The foundational maxim is incorporated into the U.S. constitutional tradition through the Declaration of Independence and the Preamble to the Constitution. Those two documents reflect the national commitment to promulgating laws that are conducive to both the public good and the personal pursuit of happiness. The federal legal system must integrate the general maxim of protection of rights for the common good into statutes, regulations, and judicial opinions that address a plethora of social demands and problems.

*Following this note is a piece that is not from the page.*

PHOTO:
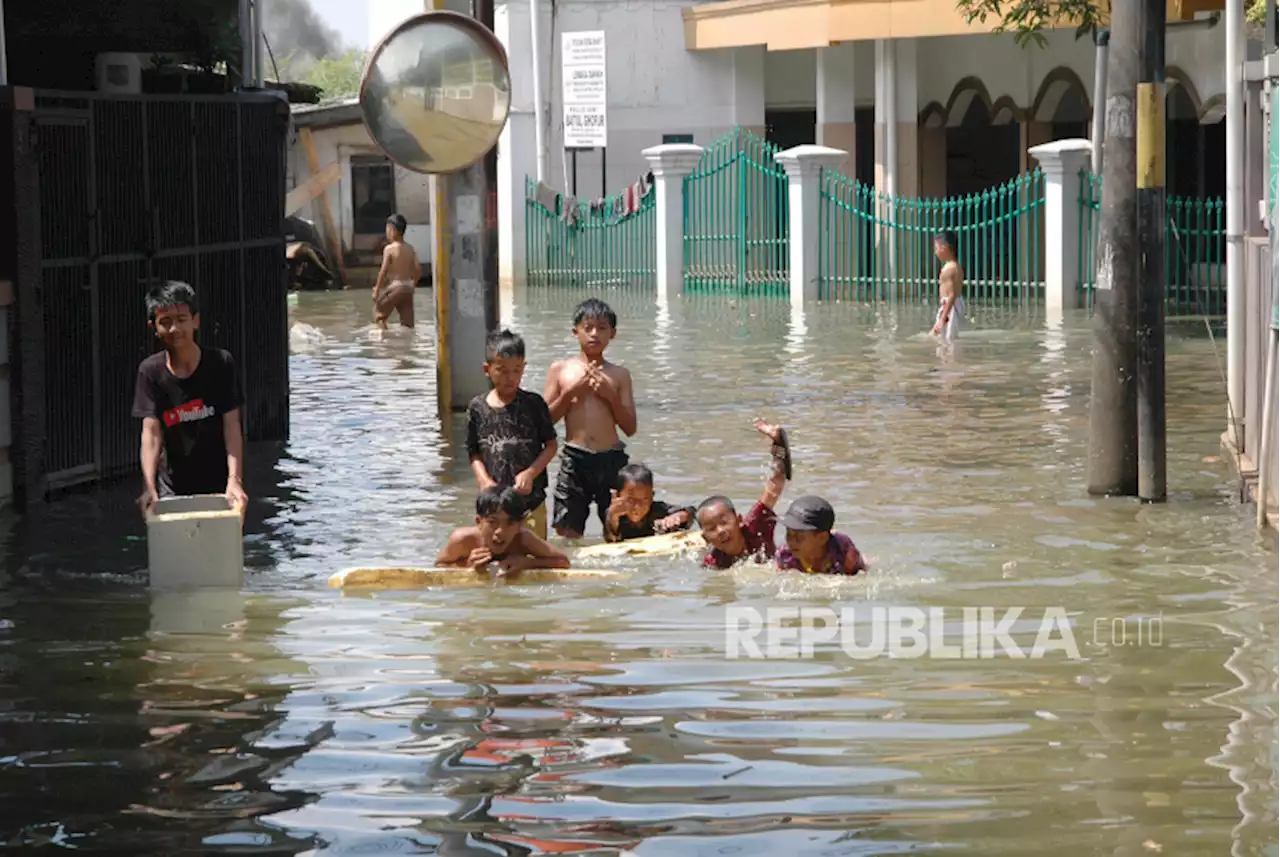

The project of maxim constitutionalism runs counter to positivist skepticism about the validity of fundamental constitutional principles. This article seeks to demonstrate that maxim constitutionalism reflects the normative underpinning of legal order that is compatible with pluralistic self-governance. The protection of rights for the common good facilitates the workings of a polity that tolerates debate and deliberation. The administration of laws for the public benefit enjoins tyrannical majoritarianism and abuse of state authority.
Like originalism maxim constitutionalism utilizes historical analysis. But it departs from originalism by denying that the original meaning of the Constitution’s text should be pivotal. Maxim constitutionalism is a binding norm that is independent of any individual mind-frame, whether past or present. In addition, though the forward progress of constitutionalism is informed by judicial opinions, it is not defined by them alone. Congress must also play a central role in identifying rights and promulgating statutes for their protection. Recognizing this bedrock purpose of governance distinguishes maxim constitutionalism from prominent strands of living constitutionalism by furnishing an objective and enduring standard for evaluating the legitimacy of governmental actions. The assessment of public conduct is not procedurally neutral but substantively rich in its account of how governmental actors should further the public good through a legal system designed to secure life, liberty, and the pursuit of happiness for an equal citizenry.